Maroc: Des intellectuels et écrivains du monde arabe débattent à Marrakech des interactions entre l'écriture et l'oral

Des intellectuels et écrivains issus du monde arabe ont débattu samedi, à Marrakech, de la relation et des interactions entre l'écriture et l'oral (la parole) ainsi que des politiques linguistiques dans les pays arabes.

Réunis lors d'une conférence organisée dans le cadre de la 3ème édition de l'événement culturel "Littératures itinérantes", ces écrivains, éditeurs et intellectuels ont aussi discuté de la capacité de la langue arabe à accompagner les grandes mutations technologiques et scientifiques mondiales.

Pour l'écrivain et ancien ministre de la Culture et de la Communication, Mohamed Achaari, la préservation de la richesse linguistique impose de préserver le patrimoine linguistique oral (dialecte), relevant que le passage de l'oral à l'écrit "a tué l'oralité et les composantes orales et patrimoniales des langues". "J'ai grandi dans un milieu rural amazigh où domine le silence plus que la parole et lorsque je découvris l'écrit, je sentis que je suis passé à un autre continent sans rapport avec l'oral", a-t-il indiqué, relevant dans ce cadre que l'oral peut contribuer à enrichir l'écriture et l'écrit.

M. Achaari s'est dit contre ceux qui appellent à opérer une révolution sur la langue arabe afin qu'elle soit en mesure d'accompagner la modernité et les grandes mutations survenues au niveau mondial, au contraire, a-t-il soutenu, les récents progrès qu'a connus la langue arabe, ont fourni un nouvel outil de travail capable de s'adapter avec les temps modernes caractérisés par l'omniprésence des NTIC.
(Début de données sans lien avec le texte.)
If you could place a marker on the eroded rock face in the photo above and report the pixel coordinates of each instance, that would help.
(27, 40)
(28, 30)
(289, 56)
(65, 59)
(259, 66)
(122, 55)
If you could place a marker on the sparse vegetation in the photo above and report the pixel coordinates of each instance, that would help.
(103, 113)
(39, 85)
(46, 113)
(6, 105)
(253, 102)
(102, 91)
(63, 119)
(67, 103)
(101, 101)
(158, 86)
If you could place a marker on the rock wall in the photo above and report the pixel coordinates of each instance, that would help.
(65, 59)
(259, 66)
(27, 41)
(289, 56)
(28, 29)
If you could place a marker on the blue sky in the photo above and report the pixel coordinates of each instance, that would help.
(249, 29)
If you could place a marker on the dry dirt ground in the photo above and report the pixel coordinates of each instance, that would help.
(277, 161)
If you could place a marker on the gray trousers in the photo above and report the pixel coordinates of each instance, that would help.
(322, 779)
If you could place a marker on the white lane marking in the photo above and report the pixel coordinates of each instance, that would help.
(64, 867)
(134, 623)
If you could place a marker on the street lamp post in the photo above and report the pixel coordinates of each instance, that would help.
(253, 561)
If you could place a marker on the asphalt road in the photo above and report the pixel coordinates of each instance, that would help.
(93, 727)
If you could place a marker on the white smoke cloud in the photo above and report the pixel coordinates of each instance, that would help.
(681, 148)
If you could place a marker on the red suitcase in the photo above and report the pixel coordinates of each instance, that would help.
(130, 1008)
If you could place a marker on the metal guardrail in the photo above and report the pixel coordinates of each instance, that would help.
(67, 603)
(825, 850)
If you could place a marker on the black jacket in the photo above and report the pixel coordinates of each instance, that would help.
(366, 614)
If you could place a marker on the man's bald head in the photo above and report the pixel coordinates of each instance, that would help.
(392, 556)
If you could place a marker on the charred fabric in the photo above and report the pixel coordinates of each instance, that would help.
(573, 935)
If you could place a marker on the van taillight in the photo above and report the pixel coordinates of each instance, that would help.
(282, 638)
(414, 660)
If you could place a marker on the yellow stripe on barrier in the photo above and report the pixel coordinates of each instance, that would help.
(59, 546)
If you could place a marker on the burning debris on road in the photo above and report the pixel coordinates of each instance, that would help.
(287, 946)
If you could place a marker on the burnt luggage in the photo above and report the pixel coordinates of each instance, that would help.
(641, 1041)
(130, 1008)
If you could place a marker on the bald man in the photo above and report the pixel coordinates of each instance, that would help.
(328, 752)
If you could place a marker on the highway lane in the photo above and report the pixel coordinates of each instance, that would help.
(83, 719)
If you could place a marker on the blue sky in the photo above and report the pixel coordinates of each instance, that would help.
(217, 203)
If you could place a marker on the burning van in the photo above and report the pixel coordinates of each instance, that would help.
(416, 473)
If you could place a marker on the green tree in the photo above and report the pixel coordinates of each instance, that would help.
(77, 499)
Dans le même ordre d'idées, l'écrivaine et éditrice libanaise, Rasha Al Ameer, a abordé dans son intervention les moyens à même de transformer la langue arabe en une langue moderne, "élégante" et proche des générations montantes. Et de relever que son amour sans limites et son puissant attachement à son patrimoine linguistique et culturel, n'est pas du tout contradictoire avec la modernité, soulignant son refus de tracer des frontières et de faire la différence entre le Machreq et le Maghreb arabe mais parle plutôt de points communs multiples et de liens forts unissant le monde arabe.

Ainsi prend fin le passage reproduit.